Все, что мы писали в стратегии работы раздела «Мама с папой ругаются», применимо и для этого случая. Нам необходимо, установив доверительный контакт с клиентом, бережно конфронтировать с его выбором оставаться на месте отца. Предлагать смотреть и двигаться в сторону сепарации от матери как к шансу создать собственные здоровые отношения, проживать свою жизнь. Для этого необходимо вначале вернуть себе утраченное место ребенка в своей родительской семейной системе, рядом с большими папой и мамой, которые являются парой, а значит, место партнера рядом с мамой занято. Скорее всего, этот процесс будет проходить через символическую и даже реальную конфронтацию со стремлением матери удерживать клиента – сына или дочь – на этом месте. Поэтому психотерапевту важно предупредить клиента об этом, быть готовым поддерживать его в сепарации и конфронтации.
Пережить утрату
Когда мы работаем с клиентом, занявшим отцовское место, мы часто встречаемся с непережитыми чувствами, связанными с уходом или смертью отца. Как любая потеря, это событие сопровождается целым спектром переживаний, которые делятся на следующие группы или этапы:
• Отрицание.
• Торг.
• Гнев.
• Печаль.
• Принятие.
В психотерапии, следовательно, мы можем встретиться со следующими реакциями клиента.
• Отрицание – когда чувства оказались полностью блокированы, и в результате терапии они актуализируются. Одна из форм – вышеописанное соединение с фигурой отца, позволившее сохранить ощущение его присутствия и не встречаться с тяжестью потери, непереносимой в тех обстоятельствах для ребенка.
• Ожидание, что «папа вернется, если я буду вести себя хорошо». У взрослых оно может проявиться в фантазиях, что «хороший» партнер (учитель, начальник, президент) должен возместить то, чего не дал отец. Так проявляется реакция торга с обстоятельствами, которые сложно принять.
• Гнев, что отец покинул, когда в нем так нуждались, и ребенком клиент был вынужден нести непосильный груз ответственности. Причем не только за самого себя, что уже сложно для ребенка, но и за других детей, за мать, за семью в целом.
• Печаль и боль, которая так долго не находила выхода.
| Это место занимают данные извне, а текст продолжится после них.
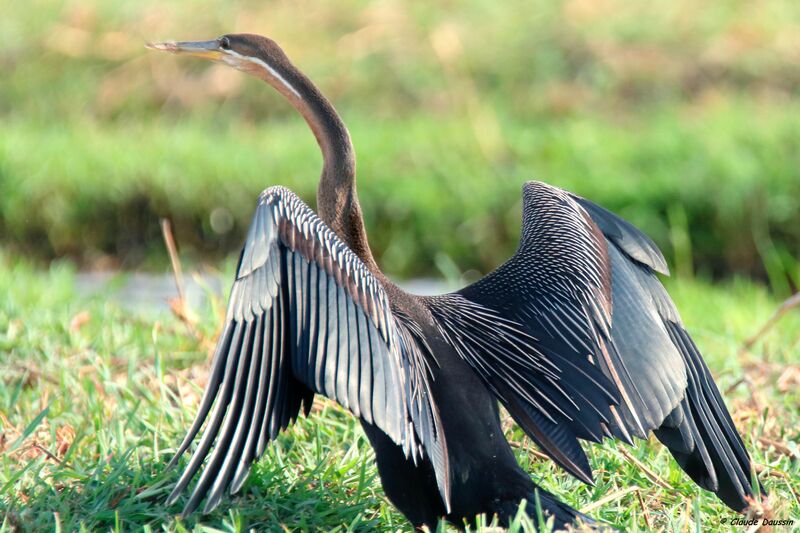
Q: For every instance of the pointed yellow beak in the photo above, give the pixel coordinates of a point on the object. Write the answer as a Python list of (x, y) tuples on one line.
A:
[(204, 49)]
При выраженном отрицании психологу необходимо брать на себя функцию проявления реальности. Зачастую наша помощь заключается в повторении фразы «Отец ушел» или «Отец умер», чтобы клиент мог встретиться с этим фактом.
Мы призываем психологов избегать приукрашивающих реальность эвфемизмов, которыми предпочитают пользоваться клиенты. Например, об умершем отце часто говорят: «он ушел», об ушедшем – «у меня нет отца» и т. д. Нам важно прояснять, что имеется в виду, и называть вещи своими именами, чтобы у клиента была возможность преодолеть отрицание и встретиться с подавленными чувствами.
При выраженной фазе торга мы предлагаем клиенту сравнить две позиции: папу носить внутри – или опираться на поддержку папы. Мы организуем процесс, в котором клиент может сравнить ощущения от первого и второго способов обходиться с фигурой отца. Например, мы можем предложить мысленно соединиться с фигурой отца в одно целое. Затем мысленно отделить фигуру отца от себя и поместить ее за спину, ощущая поддержку и опору. Технический способ не столь важен – главное, чтобы клиент получил опыт вынесения образа отца изнутри вовне, сделал выбор, что для него лучше.
Часто клиенты ощущают себя большими, грандиозными по сравнению с родителями, одного размера с мамой или папой или даже больше их. Так проявляется их способ приспособиться к ненадежности родителей, их неумению справиться с жизнью и дать ребенку ощущение необходимой защищенности. В этом случае мы просим клиента «уменьшиться» до своего детского размера, чтобы прочувствовать хорошую семейную иерархию, когда папа и мама – пара, они родители, большие, а клиент – ребенок, маленький.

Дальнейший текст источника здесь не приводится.